Era a moça das tatuagens. E do piercing. Tinha acabado de chegar de carro com alguém. Olhei o mais disfarçadamente que consegui. Érica, de Henrique. As duas pararam no balcão e pegaram uma cerveja. Érica acenou de longe para nós. Depois foram se sentar um pouco afastadas, mas na minha direção. Continuei olhando. Não sabia se estava conseguindo disfarçar. Só precisava satisfazer a minha necessidade de analisar todos os detalhes da moça.
— Maria?
Voltei meu olhar para a mesa. Ricardo, meu amigo, me chamava. Maria? Sim, era meu nome. Maria Cecília. Quando eu era criança, tinha uma menina na minha turma da escola que se chamava Cecília. Só Cecília. E aí, para diferenciar, eu virei Maria. Mas em casa sempre fui Ciça. Para minha família, sempre Ciça. Na adolescência não gostava de “Maria”, achava nome de velha. Quando comecei a trabalhar, meio que impus o “Ciça”. E aí ficou. A maioria dos meus amigos também começou a falar Ciça, mas outros poucos mantinham o Maria. Já não me incomodava mais, de qualquer forma. Mas continuava preferindo Ciça.
— Cadê seu copo? Parou?
Ajeitei meu corpo e estendi meu copo para ele, que completou com cerveja.
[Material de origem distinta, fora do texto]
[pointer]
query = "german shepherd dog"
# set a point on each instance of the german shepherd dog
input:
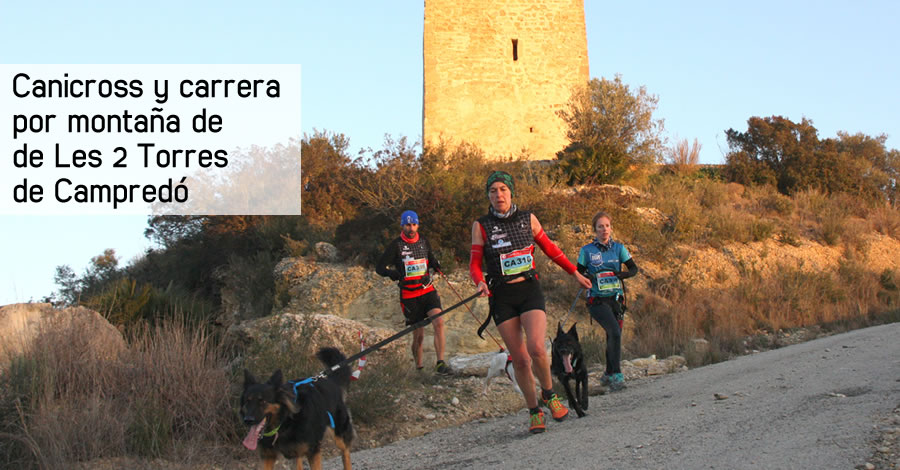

Aproveitei a pausa no assunto “política” e perguntei baixo:
— Gente, quem é aquela?
Alguns viraram a cabeça sem disfarçar, outros perguntaram, sem saber de quem eu estava falando:
— Quem?
Acho que foi Isabela quem respondeu:
— É prima de Érica… Tá morando ali no apartamento de Rita.
Eu só consegui pensar:
— Morando? Se mudou pra cá?
Não conseguia visualizar aquela moça nessa cidade. Sei lá, não encaixava. Ela ficava deslocada aqui. E outra coisa que eu sempre pensava quando acontecia — o que era raro — de alguém se mudar para cá: Por quê? Aqui, nesse lugar, por quê? Não era uma cidade que as pessoas vinham morar. Geralmente as pessoas saíam daqui.
Foi Léo quem completou:
— Ih fiquei sabendo. Parece que veio do Rio. Ela tá morando em cima do apartamento de Verônica, né… Verônica falou que ela fica o dia inteiro pintando na varanda.
Pintando. Pintando o quê? Eu tinha tantas perguntas. Essa era a profissão dela? E ia viver de pintar… Aqui?
— Alguém falou que ela já morou aqui quando era criança.
Como eu previ, já havia algumas informações sobre ela. A identidade de ninguém fica oculta aqui. Vão puxar seus familiares, vão descobrir de onde você veio.
— Qual é o nome dela?
Eu queria saber. Precisava saber.
— Não sei…
Mas em algum momento eu saberia. Tinha certeza. E não demoraria.
Meu olhar cruzou com o dela. A moça que eu — ainda — não sabia o nome. Fiquei morta de vergonha. Senti meu rosto arder. Sentei de lado na cadeira, para não correr mais o risco de aquilo acontecer. Puta que pariu.
Mas era quase inevitável. Quando eu percebia já estava olhando. Pelo menos ela não me olhou de novo. Percebi quando ela e Érica se levantaram, foram até o balcão para pagar e depois caminharam até o carro. Acompanhei, olhando. Ela entrou no carona. O carro saiu.
Na mesa o assunto continuava. Já tinha me perdido. Alguém estava grávida. Ou não estava mais grávida. Não sei, não prestei atenção. Eu estava presa na prima de Érica. A moça das tatuagens.